Serene Ghandou - Self Portrait, Comfortable / Pictures of Betty Ketchedjian
Serene Ghandou - Self Portrait, Comfortable / Pictures of Betty Ketchedjian
Entrée de la galerie
Entrée de la galerie
Nicolas Fattouh - Untitled 3
Nicolas Fattouh - Untitled 3
De nouvelles résidences d’artistes ont émergé dans la capitale pour soutenir les artistes locaux et internationaux et leur donner les moyens de créer. Les fondatrices de la galerie CUB font partie de l’équipe de la Beirut Art Residency, BAR, une association à but non lucratif. La BAR offre de nouvelles opportunités aux artistes à travers ses programmes de résidence et son espace d’exposition, la Vitrine, qui, comme son nom l’indique, met en vedette des artistes locaux dans un espace restreint visible depuis les trottoirs de Beyrouth. Cet espace a fait écho dans nos esprits à la Pattara Galerie que nous avions découvert à Tbilissi, et démontre une nouvelle fois l’importance d’intervenir sur les lieux publics pour sensibiliser un plus grand nombre de personnes à l’art contemporain.
Nous avons aussi rencontré les membres du collectif d’artistes, de cinéastes, de poètes et de musicien Haven for Artists, née du besoin d’une plus grande collaboration et d’une meilleure communication dans la création artistique.
Le groupe dispose aujourd’hui d’un lieu au cœur de Beyrouth et propose des résidences et un espace d’exposition pour des dizaines d’artistes à travers le monde : l’espace accueille en moyenne 12 artistes par an. Haven for Artist se veut comme un refuge pour les artistes clandestins et la communauté LGBTQ, et le cœur de la scène « underground » du pays. Nous avons été particulièrement impressionnés par l’accessibilité des trois fondatrices et de l’ensemble de l’équipe, toujours disponibles pour échanger sur l’incitative qu’ils développent. 

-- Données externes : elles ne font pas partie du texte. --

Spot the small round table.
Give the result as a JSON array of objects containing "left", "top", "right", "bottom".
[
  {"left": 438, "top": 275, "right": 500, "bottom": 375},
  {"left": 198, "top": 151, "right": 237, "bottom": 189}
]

Yasmine Rifaii nous présente Haven for artists

Exposition Tout cela n’aura servit a rien / It was all for nothing Icônes
Exposition Tout cela n’aura servit a rien / It was all for nothing Icônes
De gauche à droite: Yasmine Rifaii, Théa Khoury et Dayna Asyah, Thea
De gauche à droite: Yasmine Rifaii, Théa Khoury et Dayna Asyah, Thea
Intérieur de Concept  2092 - Résidence de Haven for artists
Intérieur de Concept 2092 - Résidence de Haven for artists
Ces deux initiatives sont fondamentales au Liban pour donner une voix à de nouveaux artistes, mais il est aussi question du public de l’art contemporain. Comme dans la plupart des pays, l’art n’est accessible qu’à une certaine frange de la population, et ce phénomène est d’autant plus grand que la scène artistique au Liban se concentre en grande majorité sur Beyrouth.
Maya Hage dirige le programme de résidence de BEMA (Beirut Museum of Art – futur musée d’art moderne et contemporain au Liban). Ce programme a été créé en partenariat avec plusieurs écoles publiques libanaises, dans des zones reculées du Liban, et proposent à leurs élèves n’auraient pas forcément accès à la culture, des ateliers hebdomadaires avec les artistes en résidence. Nous vous invitons à découvrir son témoignage dans notre podcast sur le Liban qui sera bientôt disponible sur notre site.

Il est aujourd’hui, et plus que jamais, nécessaire d’ouvrir la scène artistique contemporaine au Liban à un nouveau public, de nouveaux artistes et de nouveaux territoires, pour que les initiatives puissent survivre à court terme et espérer, à long terme, avoir un impact sur la société libanaise et ses mœurs.